21/09/16

Sem-vergonhismo

 


Tem sido muito discutida, felizmente, a forma do estado se relacionar com os cidadãos no que toca à forma de sacar dinheiro aos contribuintes, num período sem austeridade (ao que dizem, a nossa situação actual!).
A discussão deste assunto não pode ser feita de ânimo leve porque a teoria da dirigente do Bloco de Esquerda, Mariana Mortágua, de que “A primeira coisa que temos de fazer é perder a vergonha de ir buscar dinheiro a quem está a acumular dinheiro”. (RR, 17 set, 2016), é um salto qualitativo na forma do estado se relacionar com os cidadãos.
A relação que deveria ser equilibrada, parcimoniosa, equitativa é agora defendida como um assalto “sem vergonha” aos cidadãos, neste caso, aos que acumulam dinheiro.

Rui Moreira (O saque Mortágua) reagiu dando voz a muita gente: "Este pseudo-imposto Mortágua é, portanto, um saque. Um saque aos contribuintes, mas também aos municípios, que deveriam ter a possibilidade de definir, livremente, as taxas, sobretaxas, discriminações e isenções de um imposto cuja receita, por definição, é sua e deveria poder ser usada de acordo com as suas estratégias de desenvolvimento.".
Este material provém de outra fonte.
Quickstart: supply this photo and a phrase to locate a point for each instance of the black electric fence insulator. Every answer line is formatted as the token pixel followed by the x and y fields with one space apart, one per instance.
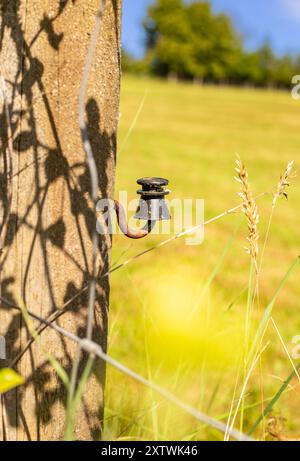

Costuma dizer-se, a brincar ou não, "quem sai aos seus não degenera". Temo que seja verdade, que quem sai aos seus não degenera mas, pior do que isso, também não regenera.
A história está aí para o demonstrar. Foi assim desde a decadência do império romano. Horacio cantava "Os nossos pais, piores que os nossos avós, geraram-nos a nós ainda mais depravados, e nós daremos uma descendência ainda mais incapaz” (Horacio, citado por Ortega y Gasset, La rebelion de las masas, p. 97). No entanto, dizia-se, "Roma era eterna"… até que aparecerem os visigodos, hunos e vândalos.

O colectivismo subjacente a esta ideia de estado absoluto é a de que o estado pode meter a mão em tudo e sem regras, do património à vida privada e intimidade, através de mecanismos de “criatividade extorsiva” e de delacção silenciosa das máquinas e das técnicas, através das formas mais subtis do cruzamento de dados e informações contidas nos diversos números nacionais que nos são atribuídos pela máquina estatal.
Voltando a Ortega y Gasset: “No nosso tempo, o Estado chegou a ser uma máquina formidável (a primeira edição do livro é de 1937, hoje seria “uma máquina altamente sofisticada”) que funciona prodigiosamente, de uma maravilhosa eficiência pela quantidade e precisão dos seus meios. Colocada no meio da sociedade, basta tocar uma mola para que actuem as suas enormes alavancas e operem fulminantes sobre qualquer peça do corpo social.” (pag.182).
Para Ortega y Gasset “Este é o maior perigo que hoje ameaça a civilização; a estatificação da vida, o intervencionismo do Estado, a absorção de toda a espontaneidade social pelo Estado; quer dizer a anulação da espontaneidade histórica, que em definitivo sustém, nutre e empurra os destinos humanos.” (p.182)
A política tem sido feita de muitos "ismos" no nosso país e no mundo: capitalismo, socialismo, comunismo, esquerdismo, liberalismo, etc. e passamos a ter agora, formalmente, o sem-vergonhismo. O sem-vergonhismo sempre existiu mas ninguém tinha tido a desfaçatez de o defender formalmente.